As it’s impossible to provide an exact answer to this question, answering this one requires more thought than simply replying yes or no. Annuities’ transferability depends on specific terms of each contract as well as tax rules. When looking to transfer an annuity it is wise to consult a financial advisor who can guide your decision according to these specifics as well as any tax implications. Using SmartAsset’s free tool you can locate up to three pre-screened advisors serving your area for free introduction calls that you can schedule with them to find which advisor best meets your needs!

Deferred income annuities (also referred to as income annuities) are the most frequently purchased type of annuity. These annuities may be transferred, provided they haven’t yet begun creating payments and don’t involve confinement restrictions – which includes Single Premium Immediate Annuities (SPIAs), Deferred Income Annuities (DIAs), and Qualified Longevity Annuity Contracts (QLACs).

Other annuities do not qualify for transfer because they already begin producing income, such as immediate annuities or indexed annuities with an income rider. Nonqualified annuities held outside IRAs and employer retirement plans, however, may be moved if they have not been annuitized – known as 1035 exchange – though deferred income annuities that have begun payments cannot.

Dependence upon trust terms and goals when considering whether an annuity should be transferred into an irrevocable trust depends upon its terms, as well as your overall estate planning goals. A transfer can reduce taxable estate by moving assets out of your personal name into an irrevocable trust; however, any gift made will be subject to federal gift tax rules; should its total value surpass your annual gift tax exclusion limit, you could incur taxes.

Transferring an annuity between insurance carriers typically incurs surrender charges as you’re technically not undertaking a 1035 exchange, which requires identical ownership. However, if switching from Multi-Year Guarantee Annuities to Fixed Rate Annuities or Indexed Annuities to Indexed Annuities may allow you to avoid these fees by changing ownership names on both annuities.
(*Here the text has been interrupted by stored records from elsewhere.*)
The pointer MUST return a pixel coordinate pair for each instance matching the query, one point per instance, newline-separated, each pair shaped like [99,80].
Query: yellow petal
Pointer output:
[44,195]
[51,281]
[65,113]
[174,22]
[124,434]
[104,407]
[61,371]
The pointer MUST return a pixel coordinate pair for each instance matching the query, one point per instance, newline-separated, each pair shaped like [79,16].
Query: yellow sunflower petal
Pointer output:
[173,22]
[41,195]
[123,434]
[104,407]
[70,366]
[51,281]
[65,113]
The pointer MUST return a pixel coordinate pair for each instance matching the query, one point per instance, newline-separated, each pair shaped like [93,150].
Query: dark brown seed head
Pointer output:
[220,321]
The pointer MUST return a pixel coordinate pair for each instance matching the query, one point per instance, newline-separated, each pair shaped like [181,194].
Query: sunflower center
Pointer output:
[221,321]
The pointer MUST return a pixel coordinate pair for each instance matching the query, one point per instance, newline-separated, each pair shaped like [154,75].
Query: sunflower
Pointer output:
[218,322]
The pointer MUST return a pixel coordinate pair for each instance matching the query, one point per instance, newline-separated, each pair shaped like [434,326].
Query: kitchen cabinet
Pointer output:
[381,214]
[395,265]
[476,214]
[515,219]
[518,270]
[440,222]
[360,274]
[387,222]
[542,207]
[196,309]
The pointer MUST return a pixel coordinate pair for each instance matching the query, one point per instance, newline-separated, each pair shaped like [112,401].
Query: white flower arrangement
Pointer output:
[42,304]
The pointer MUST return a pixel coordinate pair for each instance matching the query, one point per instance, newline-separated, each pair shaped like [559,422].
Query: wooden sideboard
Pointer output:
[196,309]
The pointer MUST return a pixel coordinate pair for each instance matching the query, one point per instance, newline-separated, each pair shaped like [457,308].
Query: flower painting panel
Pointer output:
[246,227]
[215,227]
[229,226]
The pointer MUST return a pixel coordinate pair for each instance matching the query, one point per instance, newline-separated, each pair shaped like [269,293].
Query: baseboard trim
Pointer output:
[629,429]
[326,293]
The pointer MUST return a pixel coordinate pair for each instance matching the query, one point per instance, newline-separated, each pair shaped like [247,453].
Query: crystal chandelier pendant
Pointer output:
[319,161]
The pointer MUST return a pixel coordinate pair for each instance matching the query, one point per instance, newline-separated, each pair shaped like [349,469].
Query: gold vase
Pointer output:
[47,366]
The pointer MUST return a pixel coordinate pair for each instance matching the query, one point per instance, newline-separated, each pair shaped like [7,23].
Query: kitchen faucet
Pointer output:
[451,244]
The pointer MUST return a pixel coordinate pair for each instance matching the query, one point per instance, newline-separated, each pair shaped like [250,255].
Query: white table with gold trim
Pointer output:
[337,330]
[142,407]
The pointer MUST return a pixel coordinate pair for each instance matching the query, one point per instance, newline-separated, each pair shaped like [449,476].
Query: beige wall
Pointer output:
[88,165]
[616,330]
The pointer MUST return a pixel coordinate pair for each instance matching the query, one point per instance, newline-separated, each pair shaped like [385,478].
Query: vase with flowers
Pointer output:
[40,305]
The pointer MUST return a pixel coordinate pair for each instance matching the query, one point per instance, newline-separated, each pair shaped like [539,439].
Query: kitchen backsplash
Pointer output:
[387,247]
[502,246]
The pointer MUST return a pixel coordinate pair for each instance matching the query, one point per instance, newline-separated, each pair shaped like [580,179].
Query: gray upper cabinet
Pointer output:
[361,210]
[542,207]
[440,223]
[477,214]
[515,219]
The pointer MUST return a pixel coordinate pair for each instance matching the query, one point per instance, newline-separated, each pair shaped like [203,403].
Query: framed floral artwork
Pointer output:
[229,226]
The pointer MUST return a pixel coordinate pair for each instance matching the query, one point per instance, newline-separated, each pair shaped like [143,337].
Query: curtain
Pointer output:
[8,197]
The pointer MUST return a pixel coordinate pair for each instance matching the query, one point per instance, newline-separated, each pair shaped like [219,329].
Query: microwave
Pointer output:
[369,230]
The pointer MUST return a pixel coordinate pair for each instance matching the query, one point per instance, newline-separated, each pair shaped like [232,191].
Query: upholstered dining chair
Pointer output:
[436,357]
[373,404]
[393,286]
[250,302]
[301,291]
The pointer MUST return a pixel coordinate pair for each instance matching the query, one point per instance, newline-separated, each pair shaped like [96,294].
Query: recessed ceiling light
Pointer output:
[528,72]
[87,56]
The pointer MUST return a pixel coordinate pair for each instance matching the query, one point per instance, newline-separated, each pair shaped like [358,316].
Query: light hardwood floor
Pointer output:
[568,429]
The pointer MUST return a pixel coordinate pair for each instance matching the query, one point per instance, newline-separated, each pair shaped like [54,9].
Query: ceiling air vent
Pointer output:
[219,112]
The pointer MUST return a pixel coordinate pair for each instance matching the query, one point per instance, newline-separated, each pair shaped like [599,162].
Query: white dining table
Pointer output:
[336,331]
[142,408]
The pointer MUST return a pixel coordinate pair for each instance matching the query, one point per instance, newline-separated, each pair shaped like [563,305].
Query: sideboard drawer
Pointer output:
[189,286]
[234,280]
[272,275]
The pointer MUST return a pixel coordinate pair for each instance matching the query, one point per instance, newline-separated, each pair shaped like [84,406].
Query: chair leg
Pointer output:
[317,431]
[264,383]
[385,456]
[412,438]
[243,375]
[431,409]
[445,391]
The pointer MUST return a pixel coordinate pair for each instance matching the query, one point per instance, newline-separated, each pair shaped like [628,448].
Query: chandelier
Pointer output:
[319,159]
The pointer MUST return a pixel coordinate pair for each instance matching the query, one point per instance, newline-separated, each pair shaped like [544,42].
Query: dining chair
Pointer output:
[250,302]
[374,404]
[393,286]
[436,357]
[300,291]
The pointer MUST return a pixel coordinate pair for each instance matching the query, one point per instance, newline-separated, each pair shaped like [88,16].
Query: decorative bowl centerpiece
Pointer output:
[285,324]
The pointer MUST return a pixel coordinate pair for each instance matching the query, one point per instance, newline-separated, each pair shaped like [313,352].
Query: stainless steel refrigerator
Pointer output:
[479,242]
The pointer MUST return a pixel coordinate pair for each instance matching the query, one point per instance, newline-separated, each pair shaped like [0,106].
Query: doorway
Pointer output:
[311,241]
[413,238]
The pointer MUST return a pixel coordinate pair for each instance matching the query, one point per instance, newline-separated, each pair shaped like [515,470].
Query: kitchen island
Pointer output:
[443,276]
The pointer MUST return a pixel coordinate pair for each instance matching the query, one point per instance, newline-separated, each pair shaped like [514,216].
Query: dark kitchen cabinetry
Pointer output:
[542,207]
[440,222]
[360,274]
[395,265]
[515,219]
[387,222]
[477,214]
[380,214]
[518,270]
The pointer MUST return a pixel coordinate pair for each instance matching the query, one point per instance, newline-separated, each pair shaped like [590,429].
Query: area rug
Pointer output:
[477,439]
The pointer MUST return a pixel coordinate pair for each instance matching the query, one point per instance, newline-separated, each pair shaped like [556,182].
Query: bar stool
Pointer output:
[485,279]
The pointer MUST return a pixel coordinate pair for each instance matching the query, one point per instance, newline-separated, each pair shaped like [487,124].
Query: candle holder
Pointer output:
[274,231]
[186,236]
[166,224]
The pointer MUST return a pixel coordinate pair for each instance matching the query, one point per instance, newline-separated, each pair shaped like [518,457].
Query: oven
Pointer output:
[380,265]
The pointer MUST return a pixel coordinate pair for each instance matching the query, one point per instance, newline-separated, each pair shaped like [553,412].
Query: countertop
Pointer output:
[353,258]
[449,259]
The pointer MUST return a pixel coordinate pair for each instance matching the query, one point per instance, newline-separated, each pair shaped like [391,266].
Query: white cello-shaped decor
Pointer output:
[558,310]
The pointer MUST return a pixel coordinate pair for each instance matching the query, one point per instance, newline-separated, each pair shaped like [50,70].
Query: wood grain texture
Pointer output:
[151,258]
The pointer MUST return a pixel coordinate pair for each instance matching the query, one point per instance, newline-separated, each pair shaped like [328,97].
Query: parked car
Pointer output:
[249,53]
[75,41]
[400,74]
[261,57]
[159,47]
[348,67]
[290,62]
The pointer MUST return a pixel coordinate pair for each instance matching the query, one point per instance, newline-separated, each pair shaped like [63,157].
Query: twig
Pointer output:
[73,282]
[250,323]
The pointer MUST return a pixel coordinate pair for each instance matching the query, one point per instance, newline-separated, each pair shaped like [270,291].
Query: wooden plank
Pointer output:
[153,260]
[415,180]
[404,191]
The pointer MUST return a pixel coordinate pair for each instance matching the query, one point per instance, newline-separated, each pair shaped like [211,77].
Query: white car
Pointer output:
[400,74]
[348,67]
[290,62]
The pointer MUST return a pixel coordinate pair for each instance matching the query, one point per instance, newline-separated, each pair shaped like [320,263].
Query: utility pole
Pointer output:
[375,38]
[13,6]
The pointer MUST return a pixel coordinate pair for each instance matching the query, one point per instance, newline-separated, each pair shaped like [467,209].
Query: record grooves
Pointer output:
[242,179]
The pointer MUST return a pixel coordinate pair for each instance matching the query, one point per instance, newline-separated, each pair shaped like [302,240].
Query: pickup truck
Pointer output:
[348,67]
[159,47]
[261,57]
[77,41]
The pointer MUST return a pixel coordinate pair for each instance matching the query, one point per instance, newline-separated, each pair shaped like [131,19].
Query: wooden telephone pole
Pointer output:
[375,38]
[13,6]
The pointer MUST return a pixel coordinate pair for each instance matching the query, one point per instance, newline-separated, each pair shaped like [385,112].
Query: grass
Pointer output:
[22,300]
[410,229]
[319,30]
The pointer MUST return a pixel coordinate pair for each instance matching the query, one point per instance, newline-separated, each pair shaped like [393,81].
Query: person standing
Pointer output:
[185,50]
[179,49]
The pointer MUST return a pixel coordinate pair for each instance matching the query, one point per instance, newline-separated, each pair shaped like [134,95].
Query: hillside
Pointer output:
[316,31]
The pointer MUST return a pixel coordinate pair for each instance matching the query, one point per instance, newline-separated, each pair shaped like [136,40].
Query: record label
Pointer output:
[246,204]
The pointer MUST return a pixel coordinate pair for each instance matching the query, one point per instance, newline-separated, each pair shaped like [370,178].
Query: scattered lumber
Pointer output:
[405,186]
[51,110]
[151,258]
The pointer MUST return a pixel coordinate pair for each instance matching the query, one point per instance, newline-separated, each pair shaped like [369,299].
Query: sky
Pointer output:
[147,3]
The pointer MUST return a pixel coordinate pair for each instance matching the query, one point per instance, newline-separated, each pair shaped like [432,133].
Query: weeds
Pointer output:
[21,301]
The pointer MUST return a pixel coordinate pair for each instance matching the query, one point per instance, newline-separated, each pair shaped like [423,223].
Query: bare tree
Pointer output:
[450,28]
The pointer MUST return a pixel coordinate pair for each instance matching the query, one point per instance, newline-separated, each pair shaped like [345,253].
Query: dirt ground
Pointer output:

Moving nonqualified annuities directly to cash accounts such as checking and savings will likely trigger taxes, so it would be wiser to place them into a trust (such as revocable living trust or family trust ) instead. This will keep it out of your taxable estate while still giving you control of distributions; however, any annuity transferred this way is subject to gift tax rules similar to any other asset transferred into it.